To Minimize Hospital Bacterial Infections, People Need to Wash Their Hands

Sometimes economics can involve a lot more than money.

My local hospital is engaged in a hand washing campaign. The problem is that physicians ignore the mandate, even more than nurses and other hospital personnel. Yes, a doctor is busy and a sink might not be nearby but studies show that even when hygiene is available, compliance is inadequate.

The economic problem? We have a negative externality. The doctor does not suffer. The parties from whom he acquired the bacteria on his hands were not affected. Instead, as with all negative externalities, uninvolved bystanders are experiencing the cost of the physicians’ behavior.

The economic solution: We have to increase the “cost” (defined economically as sacrifice) of the behavior.

  1. At one LA hospital, it simply was a computer screen-saver on all hospital computers with petri dish pictures of bacteria cultures taken from physicians’ hands. The pictures were described as sufficiently disgusting that many more doctors complied.
  2. A second solution at the LA hospital was to publicly identify non-washers during departmental meetings.
  3. Elsewhere, a sign that read, “Hand Hygiene Prevents Patients from Catching Diseases” increased hand washing.

With all 3 approaches, the “cost” of non-compliance went up. People tend to do less of something when the cost is higher.

What did not work? When a hand washing “posse” randomly gave $10 Starbucks cards to doctors “caught” washing, they willingly accepted the reward but the impact was insufficient. Signs and emails, Purell hand disinfectant everywhere…little success.

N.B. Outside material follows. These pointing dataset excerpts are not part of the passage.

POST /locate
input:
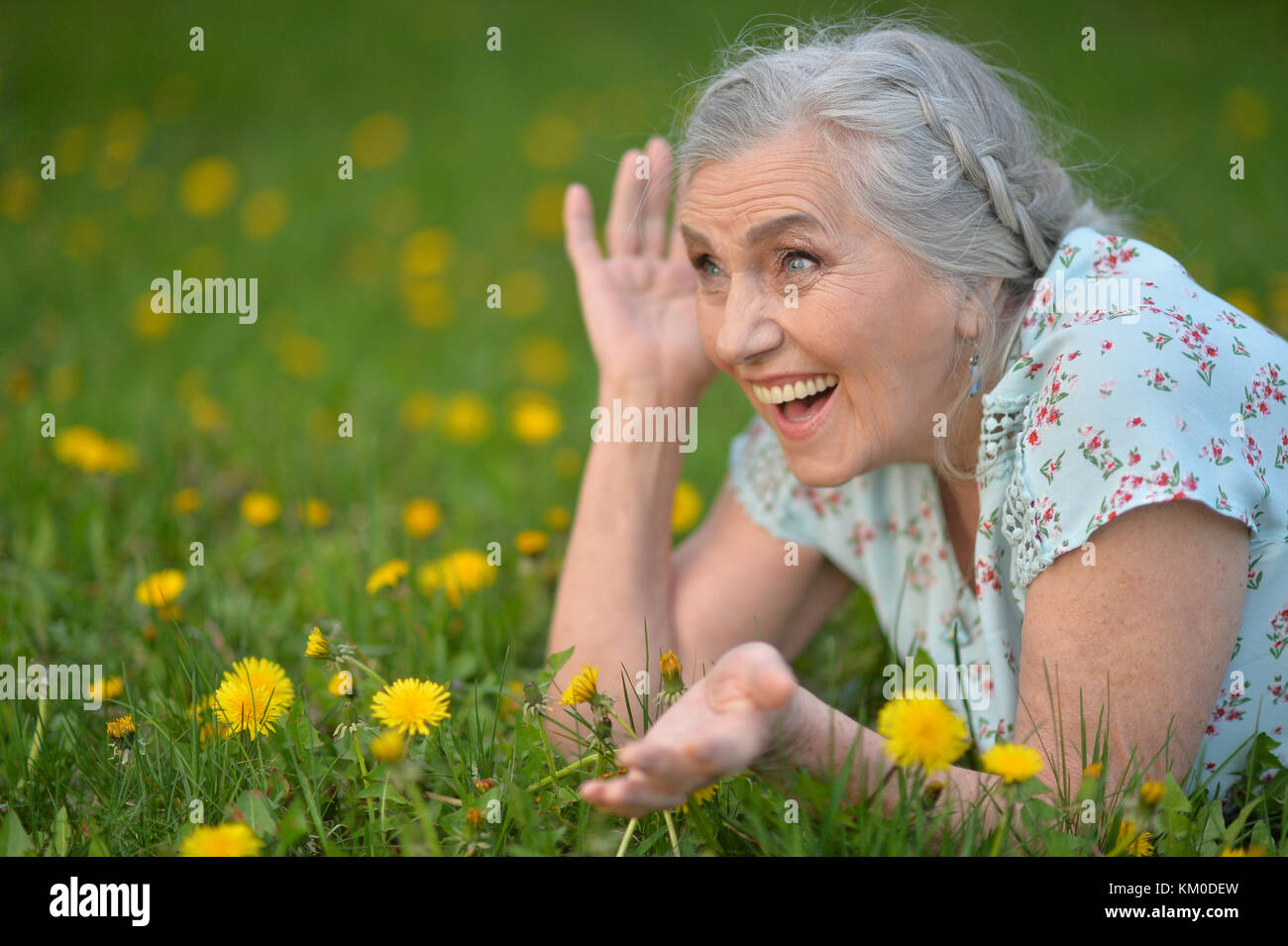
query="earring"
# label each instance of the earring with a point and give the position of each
(975, 378)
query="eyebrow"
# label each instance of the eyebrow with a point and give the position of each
(760, 232)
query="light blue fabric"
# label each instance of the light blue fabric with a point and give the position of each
(1104, 408)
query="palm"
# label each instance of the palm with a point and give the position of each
(638, 302)
(721, 726)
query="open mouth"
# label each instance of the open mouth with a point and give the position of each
(800, 400)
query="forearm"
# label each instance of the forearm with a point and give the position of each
(617, 572)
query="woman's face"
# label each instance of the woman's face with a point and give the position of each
(797, 295)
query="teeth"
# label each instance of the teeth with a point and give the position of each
(802, 389)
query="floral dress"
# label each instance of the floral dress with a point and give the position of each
(1103, 408)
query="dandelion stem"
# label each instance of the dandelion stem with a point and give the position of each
(626, 837)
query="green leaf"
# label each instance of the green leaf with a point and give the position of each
(254, 809)
(13, 839)
(60, 835)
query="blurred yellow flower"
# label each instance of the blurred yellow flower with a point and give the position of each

Still though, getting people to wash their hands is only half of the hygiene problem. More tomorrow on why drying our hands also matters.

Sources and Resources: Freakonomics had a wonderful podcast on the hand washing problem, they also wrote about it here, and this NY Times article provides more details about relevant academic studies. In addition, I recommend this superb New Yorker article from Atul Gawande on using checklists in hospitals to minimize mistakes.

A Hand Washing Flash Mob

Note: The Title of this post was slightly edited.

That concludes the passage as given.